WASHINGTON, D.C. – U.S. Senate Republican Whip Jon Kyl delivered remarks Wednesday on the Senate floor regarding the President’s first 100 days in office. The following are his prepared remarks:
“President Obama’s first 100 days in office make for compelling news stories, but what we should really focus on is what lies ahead in the next 100 days, next year, in the next four years, and beyond.
“This has been an expensive 100 days for the American people. Since his inauguration, President Obama has signed into law $1.19 trillion in new spending. That’s $11.9 billion of spending for each day he has been in office.

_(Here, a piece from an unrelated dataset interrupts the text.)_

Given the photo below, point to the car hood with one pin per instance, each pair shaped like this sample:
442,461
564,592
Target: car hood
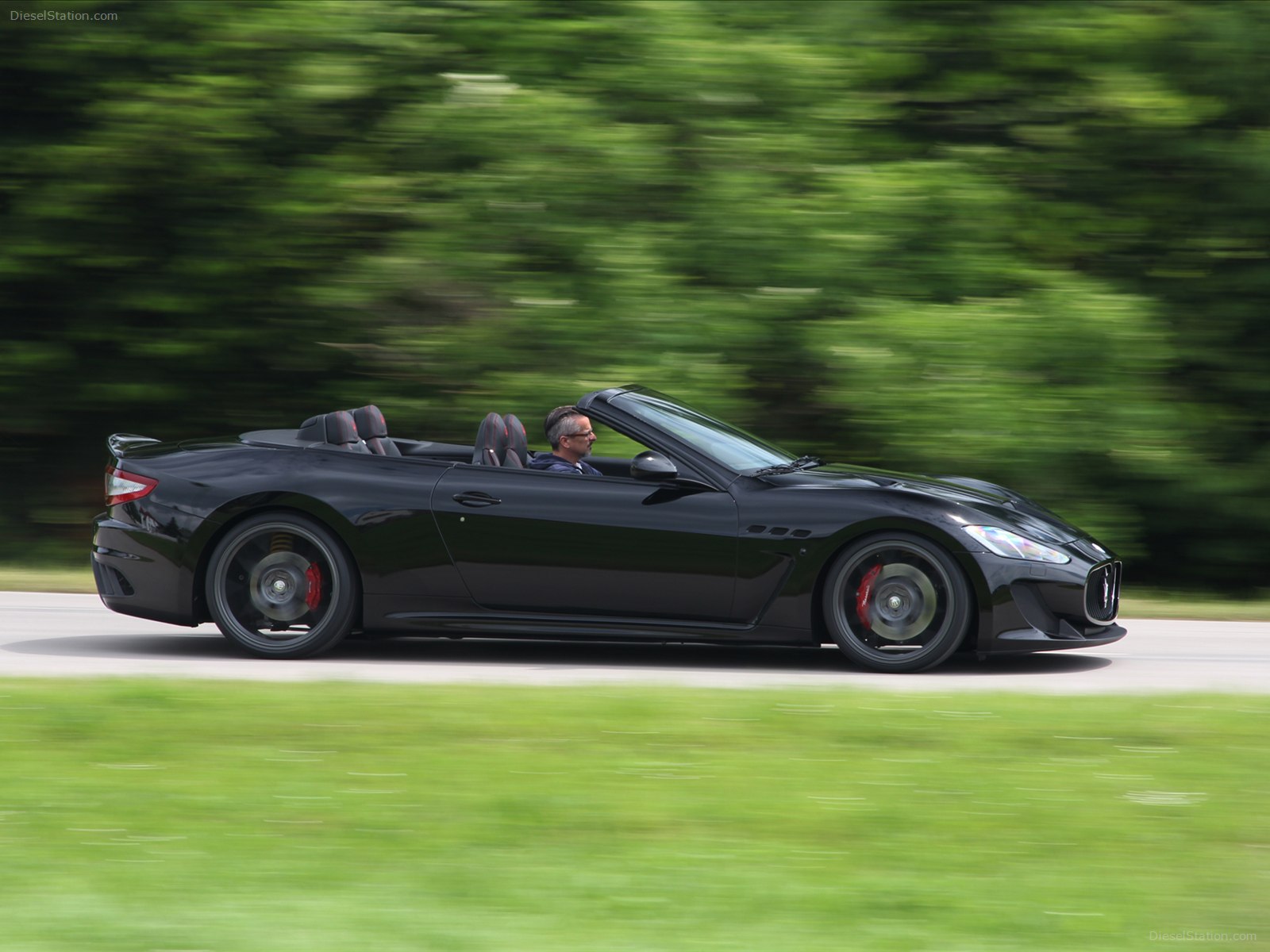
995,505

“And those figures don’t include his $3.7 trillion budget for next year, a measure now awaiting final action. The Congressional Budget Office estimates that if this budget is passed and signed into law by President Obama, by 2019, public debt will reach 82.4 percent of GDP. That means more new debt will be created under this one budget than all of the combined debt created by the previous 43 presidents – back to George Washington.
“I believe President Obama’s budget will put us on an unsustainable course. It proposes a sweeping change of course for the U.S. economy that will shift the balance of power away from the private sector toward the federal government.
“It’s not just the uncharted levels of spending and debt; this budget levies higher taxes on every household in the form of a national energy tax and puts taxpayers on the hook to pay for a larger and more intrusive federal government. In other words, this budget spends too much, taxes too much, and borrows too much.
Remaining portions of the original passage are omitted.